Crawler Rendering ≠ User Rendering

At Tech SEO Connect 2025, our R&D Director, Giacomo Zecchini, showed how crawler behaviour differs from user rendering.

His findings show that the gap between what users see and what crawlers interpret is widening, especially as AI crawlers grow in influence but lag behind search engines in rendering sophistication.

A major focus of Giacomo’s talk was how rendering quirks, viewport expansion, and layout techniques like 100vh hero sections can cause crawlers to completely misunderstand page structure, hide key content, or misjudge its priority.

Watch the full talk here: https://www.youtube.com/watch?v=kZw6BsIytJU

Main Takeaways

1. Crawlers don’t behave like users

Giacomo emphasised that many AI crawlers still do not execute JavaScript or complete user interactions, meaning:

  • Lazy-loaded content may never be added to the page.
  • Interactive content never triggers.
  • Pseudo-elements and display properties can hide essential information or devaluate the perceived value of it.

Even when JavaScript is executed, crawlers process the page differently from users resulting in mismatches in what gets indexed.

2. Viewport expansion changes layout

One of the standout insights from Giacomo’s talk is Google’s viewport expansion behaviour:

  • Google initially renders a page using a fixed viewport (e.g. 1024×1024 or 412×732).
  • Then Google expands the viewport height to match the full page.
  • This triggers lazy-loaded elements that rely on viewport boundaries.

This can change how the content is shown, exposing or hiding information in ways teams never expect. Such rendering behaviour is unique to crawlers, not humans, so issues often go unnoticed.

3. The 100vh trap

Giacomo highlighted a common layout pitfall: using 100vh for hero banners or sections.

When viewport expansion occurs:

  • The crawler recalculates 100vh based on the expanded viewport.
  • A hero section intended to fill one screen suddenly becomes much taller, sometimes thousands of pixels.
  • Primary content gets pushed dramatically down in the page.

If Google or AI crawlers incorporate layout position or ‘above-the-fold’ relevance into ranking signals, this can unintentionally downgrade the importance of key headings and content.

Even worse:

  • Lazy-loaded content beneath a 100vh hero element may never trigger, because the crawler never “reaches” the threshold height for activation.

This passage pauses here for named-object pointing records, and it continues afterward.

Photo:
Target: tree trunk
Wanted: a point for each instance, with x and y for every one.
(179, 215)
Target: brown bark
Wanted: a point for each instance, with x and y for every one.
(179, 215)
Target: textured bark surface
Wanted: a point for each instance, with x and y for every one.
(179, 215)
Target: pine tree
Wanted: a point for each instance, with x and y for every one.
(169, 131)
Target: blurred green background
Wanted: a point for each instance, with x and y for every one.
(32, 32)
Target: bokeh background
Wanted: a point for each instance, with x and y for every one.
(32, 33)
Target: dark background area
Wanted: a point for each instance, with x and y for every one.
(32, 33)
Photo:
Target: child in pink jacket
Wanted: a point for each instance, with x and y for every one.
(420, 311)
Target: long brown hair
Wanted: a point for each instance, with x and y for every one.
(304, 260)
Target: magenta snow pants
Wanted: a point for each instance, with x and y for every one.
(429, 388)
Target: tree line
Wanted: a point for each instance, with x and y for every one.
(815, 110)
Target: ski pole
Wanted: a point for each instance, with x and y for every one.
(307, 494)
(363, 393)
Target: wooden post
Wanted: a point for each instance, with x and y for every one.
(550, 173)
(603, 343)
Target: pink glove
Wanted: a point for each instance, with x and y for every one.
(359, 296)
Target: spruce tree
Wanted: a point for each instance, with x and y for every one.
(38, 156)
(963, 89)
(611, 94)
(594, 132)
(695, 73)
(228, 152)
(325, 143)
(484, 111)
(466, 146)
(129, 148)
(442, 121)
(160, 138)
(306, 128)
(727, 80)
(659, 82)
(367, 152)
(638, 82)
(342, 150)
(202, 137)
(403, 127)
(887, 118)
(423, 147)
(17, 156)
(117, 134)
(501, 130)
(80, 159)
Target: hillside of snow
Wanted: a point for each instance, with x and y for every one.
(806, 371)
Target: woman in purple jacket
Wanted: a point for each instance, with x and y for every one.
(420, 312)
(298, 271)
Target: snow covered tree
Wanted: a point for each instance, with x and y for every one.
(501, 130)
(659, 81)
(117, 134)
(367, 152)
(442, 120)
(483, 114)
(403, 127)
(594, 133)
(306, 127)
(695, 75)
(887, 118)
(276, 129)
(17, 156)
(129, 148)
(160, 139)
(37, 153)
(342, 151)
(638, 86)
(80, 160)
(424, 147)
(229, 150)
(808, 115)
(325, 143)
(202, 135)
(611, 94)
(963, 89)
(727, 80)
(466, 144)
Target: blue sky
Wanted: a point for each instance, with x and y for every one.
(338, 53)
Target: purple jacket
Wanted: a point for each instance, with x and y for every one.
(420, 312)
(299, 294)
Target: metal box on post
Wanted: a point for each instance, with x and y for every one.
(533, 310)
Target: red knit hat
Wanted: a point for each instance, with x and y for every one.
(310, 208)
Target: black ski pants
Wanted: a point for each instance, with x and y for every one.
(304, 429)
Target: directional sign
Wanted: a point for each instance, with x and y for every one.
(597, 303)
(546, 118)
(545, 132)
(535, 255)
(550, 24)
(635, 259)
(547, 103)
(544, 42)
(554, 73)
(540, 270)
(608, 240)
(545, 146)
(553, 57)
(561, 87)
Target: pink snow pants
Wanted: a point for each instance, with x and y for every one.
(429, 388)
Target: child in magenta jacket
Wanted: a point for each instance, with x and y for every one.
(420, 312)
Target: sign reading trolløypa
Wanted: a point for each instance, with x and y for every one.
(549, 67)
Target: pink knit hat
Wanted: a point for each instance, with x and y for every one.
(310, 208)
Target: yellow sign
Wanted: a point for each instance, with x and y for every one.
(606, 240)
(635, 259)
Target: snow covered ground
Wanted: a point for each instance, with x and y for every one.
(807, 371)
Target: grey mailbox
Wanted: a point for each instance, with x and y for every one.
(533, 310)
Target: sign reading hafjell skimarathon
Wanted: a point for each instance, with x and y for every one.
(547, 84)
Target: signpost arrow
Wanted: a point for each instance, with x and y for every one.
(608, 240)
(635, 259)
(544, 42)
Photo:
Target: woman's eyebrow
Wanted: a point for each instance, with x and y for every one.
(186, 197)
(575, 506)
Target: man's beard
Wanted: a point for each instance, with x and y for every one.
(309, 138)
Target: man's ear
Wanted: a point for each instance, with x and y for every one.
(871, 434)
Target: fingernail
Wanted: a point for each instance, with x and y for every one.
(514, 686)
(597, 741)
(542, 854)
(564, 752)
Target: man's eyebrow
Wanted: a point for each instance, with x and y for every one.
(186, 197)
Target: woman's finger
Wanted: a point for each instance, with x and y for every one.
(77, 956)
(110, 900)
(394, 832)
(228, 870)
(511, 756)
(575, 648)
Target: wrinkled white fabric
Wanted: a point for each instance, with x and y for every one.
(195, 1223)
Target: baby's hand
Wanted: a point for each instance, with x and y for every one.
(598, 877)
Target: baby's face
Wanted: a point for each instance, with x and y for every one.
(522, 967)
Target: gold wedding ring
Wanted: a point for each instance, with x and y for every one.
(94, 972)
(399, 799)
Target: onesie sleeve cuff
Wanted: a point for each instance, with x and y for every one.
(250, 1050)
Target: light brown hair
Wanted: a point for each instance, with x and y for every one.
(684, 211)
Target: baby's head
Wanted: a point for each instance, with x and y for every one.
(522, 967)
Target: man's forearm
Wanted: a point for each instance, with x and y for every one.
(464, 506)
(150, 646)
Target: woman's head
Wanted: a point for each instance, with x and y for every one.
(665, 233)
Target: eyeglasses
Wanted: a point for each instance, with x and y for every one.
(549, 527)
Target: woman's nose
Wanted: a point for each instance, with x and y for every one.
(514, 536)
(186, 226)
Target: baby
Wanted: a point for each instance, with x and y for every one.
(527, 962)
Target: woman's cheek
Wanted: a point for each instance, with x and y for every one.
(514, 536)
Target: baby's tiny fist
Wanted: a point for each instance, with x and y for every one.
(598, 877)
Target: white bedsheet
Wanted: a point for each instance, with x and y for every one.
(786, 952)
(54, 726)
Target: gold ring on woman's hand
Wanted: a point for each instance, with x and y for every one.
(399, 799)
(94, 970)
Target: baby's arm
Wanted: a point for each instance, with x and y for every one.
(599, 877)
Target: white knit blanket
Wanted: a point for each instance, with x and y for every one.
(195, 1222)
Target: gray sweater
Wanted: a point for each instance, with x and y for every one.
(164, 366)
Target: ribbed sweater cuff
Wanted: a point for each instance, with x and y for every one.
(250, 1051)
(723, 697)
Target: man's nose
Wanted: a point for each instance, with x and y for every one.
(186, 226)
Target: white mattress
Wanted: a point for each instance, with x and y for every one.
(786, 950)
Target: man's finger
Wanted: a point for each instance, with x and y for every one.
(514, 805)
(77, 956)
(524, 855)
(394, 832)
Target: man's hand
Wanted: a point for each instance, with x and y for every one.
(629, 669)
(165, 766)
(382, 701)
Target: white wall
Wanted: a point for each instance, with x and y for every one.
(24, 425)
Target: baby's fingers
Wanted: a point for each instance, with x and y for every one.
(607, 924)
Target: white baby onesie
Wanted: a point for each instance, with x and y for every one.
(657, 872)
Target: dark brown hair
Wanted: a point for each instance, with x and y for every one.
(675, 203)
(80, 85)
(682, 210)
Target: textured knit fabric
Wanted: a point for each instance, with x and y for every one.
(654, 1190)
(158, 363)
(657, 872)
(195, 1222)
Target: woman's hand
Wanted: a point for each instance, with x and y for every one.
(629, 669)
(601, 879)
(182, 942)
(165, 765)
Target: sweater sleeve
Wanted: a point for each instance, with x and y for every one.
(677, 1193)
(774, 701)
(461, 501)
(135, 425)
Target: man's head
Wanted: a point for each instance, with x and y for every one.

Giacomo’s recommendation: Use a max-height cap on fullscreen elements to preserve visual design without creating crawler distortions.

4. Lazy loading that works for crawlers

Lazy loading improves performance, but Giacomo reinforced a critical point:

Most crawlers don’t scroll.

Most crawlers don’t trigger user events.

Therefore:

  • Scroll-based lazy loading fails silently.
  • Touchstart/wheel-based loading doesn’t activate.
  • Content that should be indexed simply never appears.

Safer patterns include:

  • Intersection Observer API
  • Static HTML fallbacks
  • Avoiding scroll-triggered content loading entirely

These ensure both humans and crawlers get the same content.

5. Optimise for what crawlers can see

A consistent message in Giacomo’s talk: Content quality matters only if crawlers can see it.

SEO teams should consistently evaluate:

  • Rendered DOM, not just raw HTML
  • Layout tree and computed styles
  • How viewport manipulation affects element position
  • Whether key content is pushed too far down
  • How AI crawlers differ from search crawlers in visibility

The “technical” in technical SEO is becoming more literal as we now optimise for rendering engines as much as for search algorithms.

Closing

Giacomo’s insights at Tech SEO Connect revealed that many SEO issues today are related to rendering.

From viewport expansion to the 100vh trap, from JS limitations to lazy-loading pitfalls, the modern crawler landscape requires far more precision in how pages are built and served.

As AI-driven discovery accelerates, ensuring that your layouts, behaviours, and rendering patterns align with crawler capabilities is a competitive advantage.